Reproducibility was not directly assessed. However, it is possible to infer such a rate from the intereye difference of this visually normal population by assuming the acuities of each eye are equal. The measurements for the two eyes were within one logMAR line for the single Lea symbols, either better or worse, in only 84% of the children screened in paediatric offices. This means that when a one line change is observed, 16% of the time it does not represent actual change. This imprecision was noted for all ages tested. Better test reproducibility was noted during ophthalmological office testing, with about 90% of patients within one line on retest for both the single and surrounded Lea symbols. Similar rates of 95% and 93% have been reported for the Glasgow acuity cards10 and the single surrounded HOTV (ATS protocol) respectively.8
These studies did not address the crucial issue of the sensitivity of the Lea symbols in single or surrounded format for the detection of amblyopia. The authors have previously reported on the sensitivity of Lea symbols in older strabismic amblyopes.17 In that study the Lea test with crowded symbols overestimated visual acuity by about two logMAR lines compared to a crowded Landolt C.
It would seem logical for future testing that the surrounded versions of the Lea test should be preferred based on the recognised impact of contour interaction on amblyopia sensitivity with other tests. Additional studies comparing the sensitivity of the Lea tests to line and surrounded letter acuity in amblyopic patients, such as has been done for the Glasgow test,10 would be helpful.

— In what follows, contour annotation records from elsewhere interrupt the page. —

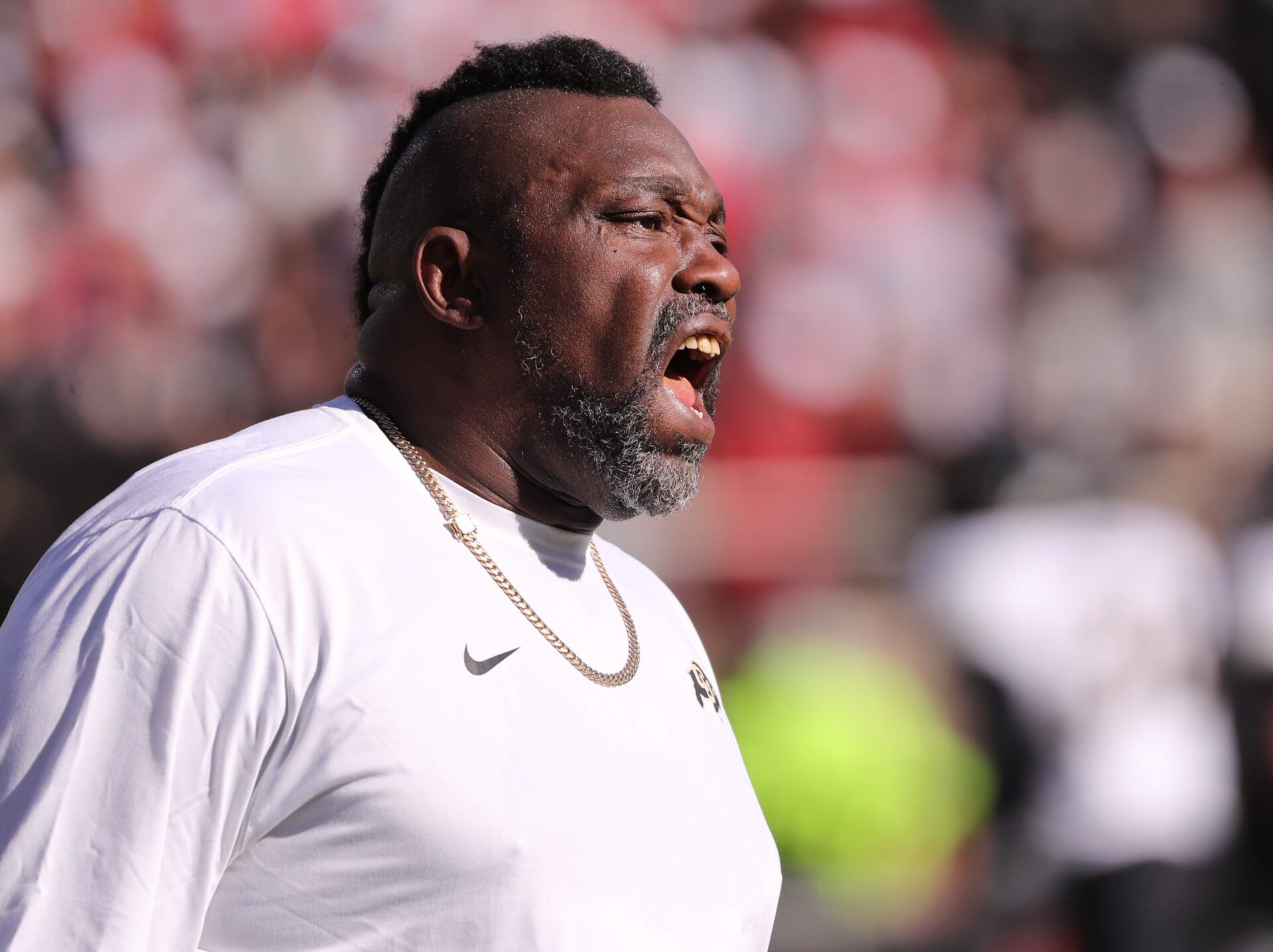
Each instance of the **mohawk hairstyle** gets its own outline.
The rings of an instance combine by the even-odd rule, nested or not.
[[[442,109],[462,99],[510,89],[560,89],[597,97],[634,97],[658,107],[661,97],[649,71],[596,39],[551,33],[528,43],[477,45],[477,52],[432,89],[415,94],[410,112],[398,117],[384,154],[363,186],[360,247],[354,275],[358,321],[370,316],[368,258],[376,211],[390,176],[416,132]]]

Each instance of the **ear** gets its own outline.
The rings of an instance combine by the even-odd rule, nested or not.
[[[481,289],[466,232],[430,228],[415,246],[412,270],[416,294],[430,317],[462,331],[481,327]]]

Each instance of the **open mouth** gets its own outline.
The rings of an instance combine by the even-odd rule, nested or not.
[[[681,341],[663,370],[663,386],[700,420],[707,415],[703,387],[723,350],[721,339],[714,333],[691,333]]]

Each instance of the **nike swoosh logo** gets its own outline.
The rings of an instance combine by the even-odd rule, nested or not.
[[[486,661],[474,661],[474,657],[468,653],[468,645],[465,645],[465,667],[468,668],[468,673],[471,675],[485,675],[516,650],[517,648],[510,648],[503,654],[493,654]]]

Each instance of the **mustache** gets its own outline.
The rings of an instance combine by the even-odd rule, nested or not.
[[[715,314],[722,321],[729,322],[729,309],[724,305],[724,302],[707,300],[696,294],[677,295],[658,309],[658,316],[654,319],[654,331],[649,340],[649,351],[645,355],[649,369],[663,370],[663,353],[667,349],[668,341],[672,340],[672,335],[676,333],[676,328],[704,311],[709,314]]]

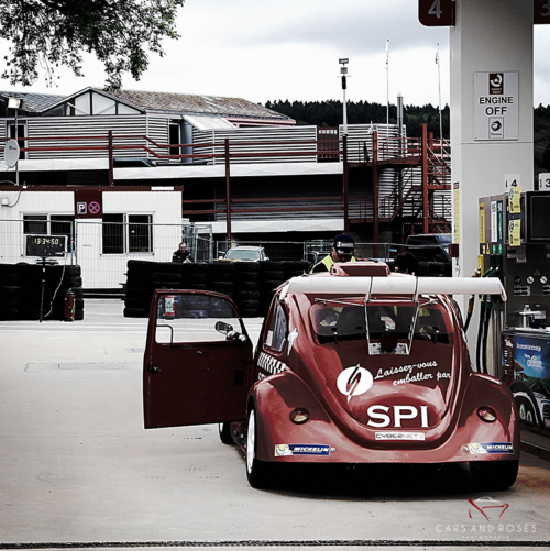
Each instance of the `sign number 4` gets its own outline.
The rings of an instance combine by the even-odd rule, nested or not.
[[[429,15],[436,15],[436,18],[441,19],[441,0],[435,0],[431,8],[428,11]]]
[[[418,0],[418,19],[426,26],[451,26],[454,23],[453,1]]]

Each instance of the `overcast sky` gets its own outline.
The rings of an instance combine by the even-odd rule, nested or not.
[[[267,100],[341,99],[339,58],[350,59],[346,97],[385,104],[402,92],[406,104],[449,102],[449,29],[418,22],[417,0],[186,0],[178,41],[164,41],[164,58],[150,56],[133,90],[172,91]],[[386,41],[389,70],[386,71]],[[440,71],[436,52],[440,47]],[[0,44],[3,55],[7,45]],[[535,104],[550,104],[550,26],[535,27]],[[69,95],[102,87],[105,74],[87,56],[84,78],[59,71],[32,88],[2,90]],[[387,76],[389,75],[389,79]]]

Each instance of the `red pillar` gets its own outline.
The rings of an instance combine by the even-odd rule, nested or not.
[[[422,233],[429,233],[428,222],[428,125],[422,124]]]
[[[344,233],[350,233],[350,208],[348,200],[348,136],[342,137],[343,156],[343,200],[344,200]]]

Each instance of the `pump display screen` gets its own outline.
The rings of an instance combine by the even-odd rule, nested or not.
[[[65,235],[26,235],[26,256],[64,256]]]
[[[529,239],[550,241],[550,195],[534,194],[529,197]]]

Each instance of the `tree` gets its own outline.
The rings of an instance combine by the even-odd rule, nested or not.
[[[164,55],[163,37],[178,38],[177,8],[185,0],[0,0],[0,37],[11,42],[2,78],[31,86],[38,67],[50,84],[55,68],[82,76],[82,52],[105,65],[107,88],[120,89],[122,74],[135,80],[148,66],[145,46]]]

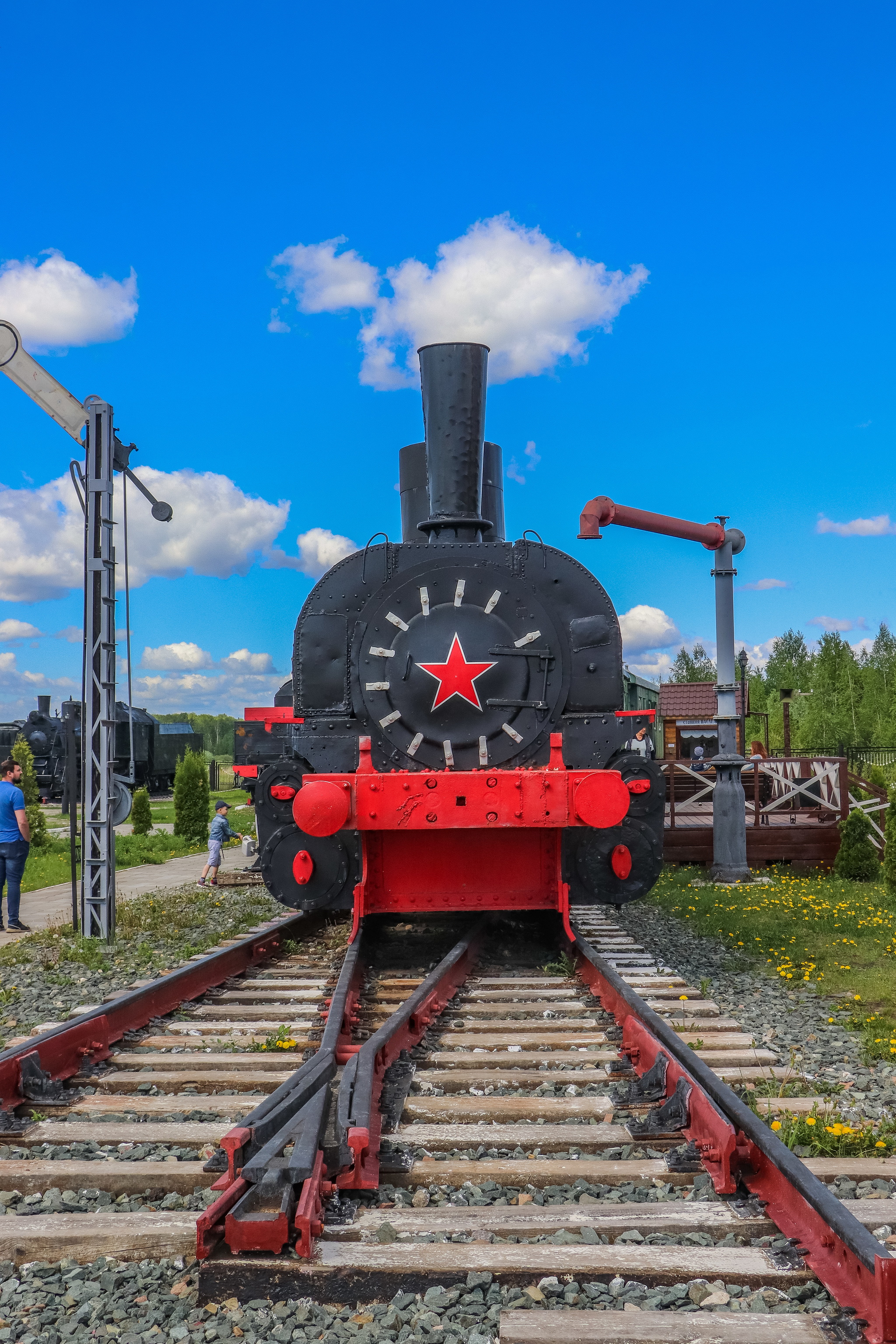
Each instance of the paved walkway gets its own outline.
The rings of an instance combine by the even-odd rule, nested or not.
[[[247,859],[242,845],[234,849],[224,849],[222,855],[222,872],[231,872],[234,868],[246,868],[254,859]],[[195,882],[206,867],[206,853],[188,853],[181,859],[169,859],[168,863],[142,863],[136,868],[120,868],[116,874],[116,894],[124,900],[126,896],[142,896],[146,891],[164,891],[167,887],[183,887],[185,882]],[[5,900],[3,910],[5,914]],[[21,919],[34,931],[47,929],[54,923],[71,922],[71,882],[60,882],[55,887],[38,887],[36,891],[21,894],[19,910]],[[0,933],[0,948],[9,942],[17,942],[21,934]]]

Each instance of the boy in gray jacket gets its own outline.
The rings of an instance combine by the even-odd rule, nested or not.
[[[211,824],[208,832],[208,863],[203,868],[203,875],[196,883],[199,887],[216,887],[218,886],[218,868],[220,866],[220,849],[224,840],[242,840],[243,837],[236,831],[231,831],[227,823],[227,810],[230,808],[228,802],[219,798],[215,804],[215,820]],[[208,878],[208,882],[206,882]]]

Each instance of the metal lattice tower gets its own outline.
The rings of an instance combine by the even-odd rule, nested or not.
[[[111,406],[87,398],[85,472],[85,707],[81,724],[83,789],[81,929],[114,937],[116,832],[116,547],[113,544]]]

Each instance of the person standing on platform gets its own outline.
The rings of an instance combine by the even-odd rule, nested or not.
[[[647,761],[653,761],[657,751],[653,745],[653,738],[647,732],[647,724],[642,724],[633,738],[625,743],[626,751],[637,751],[638,755],[645,757]]]
[[[197,887],[216,887],[218,886],[218,868],[220,867],[220,851],[224,840],[242,840],[242,835],[238,831],[231,831],[227,821],[228,802],[219,798],[215,804],[215,820],[211,824],[208,832],[208,863],[203,868],[203,875],[196,883]],[[208,878],[208,882],[206,882]]]
[[[0,763],[0,929],[3,929],[3,887],[7,887],[7,927],[13,933],[31,933],[19,919],[21,875],[31,849],[31,828],[26,796],[19,788],[21,766],[9,759]]]

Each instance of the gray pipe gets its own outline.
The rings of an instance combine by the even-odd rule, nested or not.
[[[719,722],[719,755],[713,758],[716,788],[712,794],[712,867],[715,882],[750,879],[747,866],[747,813],[737,754],[737,712],[735,698],[735,594],[733,555],[743,551],[746,538],[737,528],[728,528],[724,544],[716,551],[716,719]]]

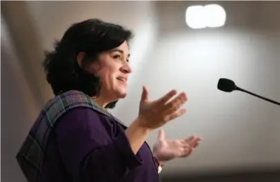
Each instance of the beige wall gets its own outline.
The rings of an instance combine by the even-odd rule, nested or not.
[[[279,167],[279,107],[217,90],[219,78],[228,77],[280,101],[279,3],[223,3],[226,26],[197,31],[185,23],[189,4],[1,2],[6,23],[1,21],[3,181],[24,181],[14,156],[41,105],[52,97],[41,67],[43,50],[50,49],[71,23],[93,17],[124,25],[136,34],[129,93],[112,111],[123,122],[129,124],[137,117],[143,84],[152,99],[172,88],[188,93],[187,114],[163,128],[169,138],[194,134],[204,141],[189,159],[168,163],[164,174]],[[149,143],[156,136],[155,131]]]

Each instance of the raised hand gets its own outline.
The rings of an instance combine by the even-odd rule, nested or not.
[[[183,92],[170,101],[176,94],[177,91],[172,90],[156,101],[149,101],[148,89],[143,86],[139,113],[141,127],[154,130],[183,115],[186,110],[181,107],[187,97]]]
[[[201,138],[194,136],[183,140],[166,139],[164,131],[160,130],[153,147],[153,153],[162,163],[174,158],[188,156],[201,141]]]

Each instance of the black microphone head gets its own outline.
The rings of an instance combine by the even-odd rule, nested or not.
[[[233,81],[227,79],[220,79],[218,82],[218,89],[226,92],[231,92],[235,90],[237,86]]]

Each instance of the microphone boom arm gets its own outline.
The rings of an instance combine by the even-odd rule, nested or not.
[[[263,100],[265,100],[265,101],[269,101],[269,102],[270,102],[270,103],[274,103],[274,104],[276,104],[276,105],[280,105],[280,103],[278,103],[278,102],[277,102],[277,101],[270,100],[270,99],[267,99],[267,98],[266,98],[266,97],[261,97],[261,96],[260,96],[260,95],[257,95],[257,94],[256,94],[252,93],[252,92],[249,92],[249,91],[247,91],[247,90],[244,90],[244,89],[242,89],[242,88],[239,88],[239,87],[236,87],[236,88],[235,88],[235,90],[239,90],[239,91],[241,91],[241,92],[248,93],[248,94],[249,94],[255,96],[255,97],[259,97],[259,98],[260,98],[260,99],[263,99]]]

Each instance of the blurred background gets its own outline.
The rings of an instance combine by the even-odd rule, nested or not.
[[[191,29],[192,5],[217,3],[224,26]],[[166,137],[203,138],[187,159],[166,164],[163,181],[280,181],[280,108],[217,89],[219,78],[280,101],[280,2],[1,1],[1,172],[26,181],[15,155],[42,106],[53,97],[41,66],[68,27],[90,18],[132,30],[128,94],[112,112],[127,125],[137,116],[141,87],[157,99],[186,91],[188,113],[163,127]],[[155,141],[157,131],[148,138]]]

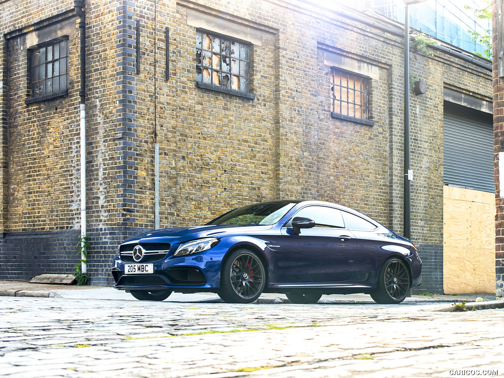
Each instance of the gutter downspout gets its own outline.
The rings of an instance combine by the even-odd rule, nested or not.
[[[86,15],[83,8],[84,0],[74,0],[75,12],[80,19],[79,28],[81,31],[80,59],[81,84],[79,95],[80,102],[80,134],[81,134],[81,270],[87,273],[87,258],[85,245],[86,235]]]

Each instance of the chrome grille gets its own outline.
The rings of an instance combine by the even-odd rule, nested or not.
[[[143,258],[139,261],[133,258],[133,251],[137,245],[141,246],[143,250]],[[124,244],[119,247],[119,255],[122,261],[128,263],[152,263],[165,258],[168,255],[170,246],[169,243]]]

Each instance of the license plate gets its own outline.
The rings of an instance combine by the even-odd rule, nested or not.
[[[124,265],[124,274],[152,274],[154,272],[153,264],[127,264]]]

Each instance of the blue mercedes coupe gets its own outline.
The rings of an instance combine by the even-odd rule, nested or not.
[[[125,240],[115,287],[141,300],[173,292],[217,293],[248,303],[263,292],[293,303],[365,293],[398,303],[420,282],[414,244],[355,210],[317,201],[239,208],[204,226],[157,230]]]

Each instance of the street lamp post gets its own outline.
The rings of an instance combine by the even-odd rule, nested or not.
[[[403,235],[411,239],[411,180],[410,159],[409,17],[408,6],[425,0],[404,2],[404,210]]]

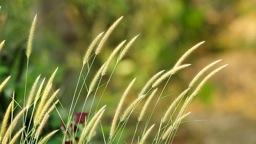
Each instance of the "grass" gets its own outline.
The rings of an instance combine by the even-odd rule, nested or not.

How should we currently be testing preschool visual acuity? It would seem that the best visual acuity measurement strategy for children over age 4 years would be to use a single surrounded letter optotype in a logMAR progression18 or the Glasgow test.8–,10 For the developmentally delayed and children unable to perform these letter tests, the use of the surrounded Lea symbols test is a reasonable alternative.18 Another option would be the “O” test, which had a testability of 90% in a group of 62 mildly delayed 4–10 year old children.19,20 Practitioners should have more than one test available, as not one of these tests can be used successfully in all young children. However, many young children will not be testable with any of the currently available tests.
Picture based test optotypes are clearly necessary to quantitatively measure the visual acuity of young children. Clinicians must continue to refine as well as develop new visual acuity tests for preschool children, which combine picture optotypes, which have high testability, with crowding features ensuring sufficient sensitivity to detect amblyopia.